Ein entsprechendes Verhältnis ließe sich auch zwischen den neu zu errichtenden außeruniversitären Bildungsstrukturen und solchen Vertreter*innen der Bewegung vorstellen, die in den Universitäten die Stellung halten. Nicht nur könnten letztere helfen, indem sie Ressourcen an die ersteren umleiteten, außerdem könnten sie Ideen, Theorien und Konzepte der Bewegung in den Universitäten vertreten bzw. propagieren und damit den Zulauf in die neuen Strukturen anregen.
Zugleich wäre aber auch jenen Freund*innen innerhalb der Universitäten geholfen. Nicht nur wären sie davon befreit, entgegen allem Anschein an das emanzipatorische Potential der Universität glauben zu müssen, um ihrer Tätigkeit Sinn zuzumessen. Auch könnten sie sich generell mit größerer Souveränität bewegen. Konformität erzeugt die Universität schließlich, indem sie ihren Nachwuchs dazu zwingt, sich bei Professor*innen anzubiedern und akademischen Gepflogenheiten Folge zu leisten, weil sie anderenfalls fürchten müssen, die einzige Möglichkeit einzubüßen, einigermaßen ökonomisch abgesichert der von ihnen gewünschten Forschungs- und Lehrtätigkeit nachzugehen. Würde jedoch das Monopol der Universität auf diesen Bereich durch den Aufbau einer außeruniversitären Bildungsstruktur gebrochen, die kritische Geister auffangen könnte, wenn sie aus der Universität ausscheiden, so wäre auch der Zwang zur Konformität geschwächt und die revolutionäre Haltung würde nicht mehr in diesem Maße kompromittiert. Und schließlich wären sie davon befreit, in den Universitäten ernsthaft nach ihrem Heil zu suchen, ergo auf eine Professur hoffen zu müssen – einem fast immer vergeblichen Unterfangen.
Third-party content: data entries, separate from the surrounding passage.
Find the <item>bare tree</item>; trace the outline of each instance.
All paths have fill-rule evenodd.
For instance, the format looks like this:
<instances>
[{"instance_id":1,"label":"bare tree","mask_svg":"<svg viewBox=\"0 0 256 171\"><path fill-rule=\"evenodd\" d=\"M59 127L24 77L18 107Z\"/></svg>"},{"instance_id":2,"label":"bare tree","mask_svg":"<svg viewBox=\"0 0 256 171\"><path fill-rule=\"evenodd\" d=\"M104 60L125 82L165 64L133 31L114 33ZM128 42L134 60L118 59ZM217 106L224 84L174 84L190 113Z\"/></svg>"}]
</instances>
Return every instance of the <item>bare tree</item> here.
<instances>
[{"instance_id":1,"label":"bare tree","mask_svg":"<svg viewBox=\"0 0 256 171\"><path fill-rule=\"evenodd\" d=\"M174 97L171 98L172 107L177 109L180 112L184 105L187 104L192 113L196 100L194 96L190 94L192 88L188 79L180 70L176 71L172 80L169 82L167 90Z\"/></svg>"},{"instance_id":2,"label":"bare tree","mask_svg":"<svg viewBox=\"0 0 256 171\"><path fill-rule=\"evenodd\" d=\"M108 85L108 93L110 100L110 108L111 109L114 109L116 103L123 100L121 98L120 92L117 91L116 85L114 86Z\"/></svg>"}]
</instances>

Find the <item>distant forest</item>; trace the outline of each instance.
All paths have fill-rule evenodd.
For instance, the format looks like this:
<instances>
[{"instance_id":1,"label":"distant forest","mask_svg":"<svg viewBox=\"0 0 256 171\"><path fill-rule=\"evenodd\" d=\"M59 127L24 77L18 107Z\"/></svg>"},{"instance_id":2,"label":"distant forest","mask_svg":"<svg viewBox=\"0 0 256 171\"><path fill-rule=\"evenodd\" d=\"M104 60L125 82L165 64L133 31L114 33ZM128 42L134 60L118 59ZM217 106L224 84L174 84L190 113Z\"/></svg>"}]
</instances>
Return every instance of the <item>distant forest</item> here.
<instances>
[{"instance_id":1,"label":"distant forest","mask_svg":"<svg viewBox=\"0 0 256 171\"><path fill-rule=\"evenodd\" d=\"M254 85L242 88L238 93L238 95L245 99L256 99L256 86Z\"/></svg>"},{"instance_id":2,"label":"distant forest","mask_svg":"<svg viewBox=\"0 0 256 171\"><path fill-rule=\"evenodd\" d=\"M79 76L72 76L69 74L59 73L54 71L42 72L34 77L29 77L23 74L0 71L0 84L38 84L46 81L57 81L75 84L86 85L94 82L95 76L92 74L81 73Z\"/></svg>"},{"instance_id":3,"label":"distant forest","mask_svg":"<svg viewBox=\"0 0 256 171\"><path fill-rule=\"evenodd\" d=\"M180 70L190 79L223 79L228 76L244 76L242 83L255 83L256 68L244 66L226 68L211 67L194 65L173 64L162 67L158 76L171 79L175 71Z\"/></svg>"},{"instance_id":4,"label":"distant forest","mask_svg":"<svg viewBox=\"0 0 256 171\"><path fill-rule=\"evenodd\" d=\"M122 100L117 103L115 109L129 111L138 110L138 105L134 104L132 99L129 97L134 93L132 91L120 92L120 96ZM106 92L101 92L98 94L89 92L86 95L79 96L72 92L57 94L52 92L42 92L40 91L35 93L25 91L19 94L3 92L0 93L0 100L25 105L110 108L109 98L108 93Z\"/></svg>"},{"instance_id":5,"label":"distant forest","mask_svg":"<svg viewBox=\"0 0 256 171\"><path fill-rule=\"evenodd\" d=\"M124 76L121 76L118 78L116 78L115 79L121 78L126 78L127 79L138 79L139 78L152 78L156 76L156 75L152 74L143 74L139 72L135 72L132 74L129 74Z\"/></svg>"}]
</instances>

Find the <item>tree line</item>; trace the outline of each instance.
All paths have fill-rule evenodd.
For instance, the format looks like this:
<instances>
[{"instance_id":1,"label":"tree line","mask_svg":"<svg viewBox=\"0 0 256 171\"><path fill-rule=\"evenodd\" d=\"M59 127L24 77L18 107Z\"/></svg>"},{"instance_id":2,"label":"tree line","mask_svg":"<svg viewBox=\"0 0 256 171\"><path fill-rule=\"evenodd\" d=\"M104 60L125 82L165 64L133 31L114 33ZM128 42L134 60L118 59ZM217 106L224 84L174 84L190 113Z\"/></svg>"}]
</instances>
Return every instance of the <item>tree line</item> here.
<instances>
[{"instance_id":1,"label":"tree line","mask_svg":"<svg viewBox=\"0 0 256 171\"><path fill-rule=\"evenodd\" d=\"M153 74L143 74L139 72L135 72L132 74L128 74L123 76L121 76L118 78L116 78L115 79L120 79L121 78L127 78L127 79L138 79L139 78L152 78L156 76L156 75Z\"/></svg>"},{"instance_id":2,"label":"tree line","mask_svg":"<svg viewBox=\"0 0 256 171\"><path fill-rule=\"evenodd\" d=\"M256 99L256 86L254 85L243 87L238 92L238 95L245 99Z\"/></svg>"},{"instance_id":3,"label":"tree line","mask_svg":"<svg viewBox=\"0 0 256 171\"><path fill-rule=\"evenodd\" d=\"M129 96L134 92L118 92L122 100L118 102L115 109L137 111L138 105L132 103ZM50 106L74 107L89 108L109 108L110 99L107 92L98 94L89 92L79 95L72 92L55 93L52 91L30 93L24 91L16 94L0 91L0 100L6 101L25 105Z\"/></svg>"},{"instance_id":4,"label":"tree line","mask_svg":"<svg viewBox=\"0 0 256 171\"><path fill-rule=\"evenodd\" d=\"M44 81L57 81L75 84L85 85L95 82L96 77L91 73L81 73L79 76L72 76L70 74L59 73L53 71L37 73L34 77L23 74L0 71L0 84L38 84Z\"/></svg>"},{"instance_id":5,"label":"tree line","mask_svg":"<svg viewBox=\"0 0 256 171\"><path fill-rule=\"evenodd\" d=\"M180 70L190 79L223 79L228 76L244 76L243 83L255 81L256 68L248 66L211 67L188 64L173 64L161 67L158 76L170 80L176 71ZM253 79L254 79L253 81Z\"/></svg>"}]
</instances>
So ist vorstellbar, dass die für den Ausbau unserer Stärke förderlichste Organisationsstruktur eine doppelte sein könnte – universitär und außeruniversitär zugleich – wobei sich die Schwächen der beiden Teilstrategien ausglichen. Wie dergleichen neue, lebendigere Formen der Forschung und Bildung aussehen könnten, ist freilich eine Diskussion für sich.
Die Versuche des Unsichtbaren Komitees zählen gegenwärtig bestimmt zu den klügsten Ansätzen zu Theorie und Strategie emanzipatorischer Bewegungen. Wollen wir zu ihm aufschließen und mit ihm über es hinaus gehen, so müssen wir uns dem wechselseitigen Widerspruch aussetzen und ihn produktiv machen. Wir brauchen uns nicht auf einen gemeinsamen Nenner zu einigen. Bilden wir unser gemeinsames Vielfaches!